Другой разговор. Диалоги с умными людьми - Валерий Выжутович
Шрифт:
Интервал:
Закладка:
Люди не готовы стыдиться за свою страну
– С тех пор, как распался СССР, в России не прекращаются поиски национальной идеи. Почему нет результата? И нужен ли результат?
– Мне кажется, результат есть. Причем совершенно успешный.
– Патриотизм?
– Безусловно.
– Судя по опросам, которые проводит ВЦИОМ, что такое патриотизм в массовом его понимании?
– Это любовь к Родине, гордость за нее.
– А стыд за нее?
– Уже нет. Стыд вычеркните. Люди не готовы стыдиться за свою страну. Это ушло. Те, кто стыдится, делают, как правило, очень быстрый следующий шаг и перемещаются в другое культурное, экономическое, географическое пространство.
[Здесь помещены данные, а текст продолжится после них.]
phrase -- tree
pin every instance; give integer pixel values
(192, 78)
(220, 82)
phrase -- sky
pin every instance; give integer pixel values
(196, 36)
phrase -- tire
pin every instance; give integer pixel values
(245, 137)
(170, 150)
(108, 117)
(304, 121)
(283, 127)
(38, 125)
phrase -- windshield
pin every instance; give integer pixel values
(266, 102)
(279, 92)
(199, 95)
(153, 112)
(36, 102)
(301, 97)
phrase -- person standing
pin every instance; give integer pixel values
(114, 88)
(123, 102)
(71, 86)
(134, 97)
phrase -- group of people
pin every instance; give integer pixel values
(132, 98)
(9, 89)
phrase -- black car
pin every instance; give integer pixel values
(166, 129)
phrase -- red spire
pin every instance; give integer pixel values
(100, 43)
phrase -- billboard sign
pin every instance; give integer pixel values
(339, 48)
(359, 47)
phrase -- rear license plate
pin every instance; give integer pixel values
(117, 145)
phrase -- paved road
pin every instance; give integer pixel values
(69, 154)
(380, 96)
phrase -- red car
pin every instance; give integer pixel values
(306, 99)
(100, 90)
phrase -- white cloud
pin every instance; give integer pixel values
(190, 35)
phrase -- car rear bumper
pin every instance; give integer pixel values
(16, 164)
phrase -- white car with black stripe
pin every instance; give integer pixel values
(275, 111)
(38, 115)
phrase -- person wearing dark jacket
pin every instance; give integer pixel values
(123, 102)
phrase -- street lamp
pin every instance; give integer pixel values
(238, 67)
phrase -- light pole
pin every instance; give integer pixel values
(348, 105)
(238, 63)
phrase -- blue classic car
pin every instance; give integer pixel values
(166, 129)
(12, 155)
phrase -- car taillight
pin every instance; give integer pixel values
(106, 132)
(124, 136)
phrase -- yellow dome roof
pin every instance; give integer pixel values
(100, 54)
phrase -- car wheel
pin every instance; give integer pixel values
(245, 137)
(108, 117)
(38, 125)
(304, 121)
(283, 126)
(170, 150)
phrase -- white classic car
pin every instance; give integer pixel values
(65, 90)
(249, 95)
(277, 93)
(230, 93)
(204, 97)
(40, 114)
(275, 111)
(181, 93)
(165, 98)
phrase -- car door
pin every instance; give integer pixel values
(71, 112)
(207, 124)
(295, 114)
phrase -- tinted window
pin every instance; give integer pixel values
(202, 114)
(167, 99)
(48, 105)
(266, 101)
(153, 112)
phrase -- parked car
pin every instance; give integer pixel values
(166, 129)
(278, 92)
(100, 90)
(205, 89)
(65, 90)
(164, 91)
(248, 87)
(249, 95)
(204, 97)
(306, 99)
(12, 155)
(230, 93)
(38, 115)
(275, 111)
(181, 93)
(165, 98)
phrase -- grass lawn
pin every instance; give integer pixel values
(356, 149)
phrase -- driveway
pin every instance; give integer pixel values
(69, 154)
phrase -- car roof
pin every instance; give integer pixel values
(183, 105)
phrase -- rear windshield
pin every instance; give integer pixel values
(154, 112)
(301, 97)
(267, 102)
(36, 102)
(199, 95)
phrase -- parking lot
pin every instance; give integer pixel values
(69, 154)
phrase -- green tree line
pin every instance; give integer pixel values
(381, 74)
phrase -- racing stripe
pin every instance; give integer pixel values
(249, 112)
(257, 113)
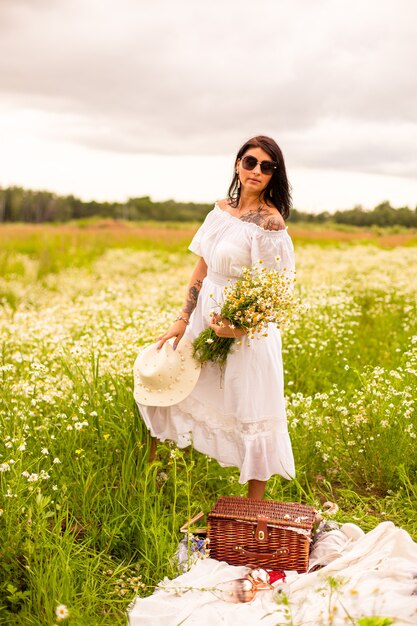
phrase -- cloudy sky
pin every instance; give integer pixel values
(109, 100)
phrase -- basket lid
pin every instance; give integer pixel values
(280, 513)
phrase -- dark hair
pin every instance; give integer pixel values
(278, 190)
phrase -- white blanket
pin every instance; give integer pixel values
(376, 577)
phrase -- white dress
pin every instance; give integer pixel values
(237, 418)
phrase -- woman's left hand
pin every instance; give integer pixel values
(222, 328)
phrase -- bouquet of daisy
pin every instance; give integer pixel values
(258, 297)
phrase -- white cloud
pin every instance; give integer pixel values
(332, 81)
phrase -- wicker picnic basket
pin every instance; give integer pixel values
(261, 533)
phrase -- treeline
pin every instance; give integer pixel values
(382, 215)
(23, 205)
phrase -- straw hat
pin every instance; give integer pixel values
(166, 376)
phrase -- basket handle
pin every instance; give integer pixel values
(278, 552)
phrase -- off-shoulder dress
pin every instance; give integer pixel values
(239, 417)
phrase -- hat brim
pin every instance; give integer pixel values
(183, 387)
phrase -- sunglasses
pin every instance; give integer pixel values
(267, 167)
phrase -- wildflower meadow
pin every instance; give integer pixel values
(86, 523)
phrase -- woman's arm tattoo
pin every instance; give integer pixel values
(191, 301)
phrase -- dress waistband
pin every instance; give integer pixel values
(220, 279)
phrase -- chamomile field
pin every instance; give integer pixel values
(85, 522)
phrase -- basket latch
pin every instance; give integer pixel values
(261, 532)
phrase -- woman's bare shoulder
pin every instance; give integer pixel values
(223, 204)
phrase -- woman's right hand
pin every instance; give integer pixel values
(177, 330)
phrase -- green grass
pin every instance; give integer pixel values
(85, 520)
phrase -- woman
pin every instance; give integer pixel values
(237, 418)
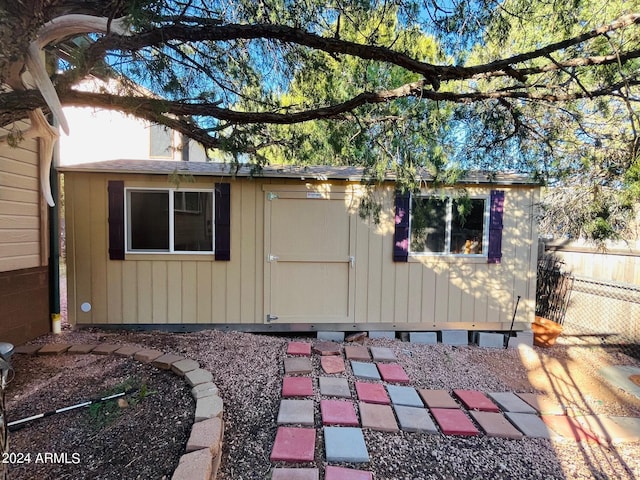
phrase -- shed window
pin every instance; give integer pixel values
(449, 226)
(169, 220)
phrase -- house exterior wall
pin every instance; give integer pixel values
(189, 290)
(24, 293)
Благо это сделать элементарно. А в понимании большинства патриотизм – это вера в то, что Россия сильное, независимое и самостоятельное государство. Плюс убежденность в том, что мы сами способны определить, как нам здесь жить, и никто не вправе нам навязывать свой пример и образец.
– Суверенная демократия?
– В идеологии суверенной демократии все-таки присутствует понятие «демократия», и оно имеет определенный смысл. А в национальной идее, на мой взгляд, понятие «демократия» пока не утвердилось. То, что мы имеем сейчас, это не демократический патриотизм. Это патриотизм, избавленный от других важных элементов. В идеологии суверенной демократии, а это действительно была идеология, пусть и не совсем развитая, предполагалось, что Россия сделала окончательный выбор в пользу демократической модели правления. Но идеология суверенной демократии постулировала, что только россияне имеют право определять, какая именно модель демократии должна существовать здесь, советчики из-за рубежа нам не нужны. В национальной идее же демократический метод отсутствует вообще. Существует только любовь к Родине, причем это любовь к Родине, противостоящей другим странам. Мы сильны, нам никто не страшен! Может быть, через какое-то время, если наша патриотическая идеология не приобретет статус государственной, эпитет «сильная» применительно к слову «Россия» сместится на второй план, а на первый выйдет другой эпитет. А может быть, изменится само понимание силы. Возможно, под силой мы будем понимать не танки, не самолеты, не ядерные ракеты и не готовность навязать всем свою волю. Если патриотическая идеология останется открытой, то в ней смогут происходить какие угодно изменения. И эти изменения будут отражать реальные изменения в жизни страны и мировоззрении ее граждан. Ведь понятно, что сегодняшний патриотизм и патриотизм, скажем, образца 80-го года – это совсем разные патриотизмы. Но и тогда были люди, которые любили Родину, и сейчас есть люди, которые любят Родину. Эта открытость идеологии патриотизма дает ей возможность оставаться жизнеспособной.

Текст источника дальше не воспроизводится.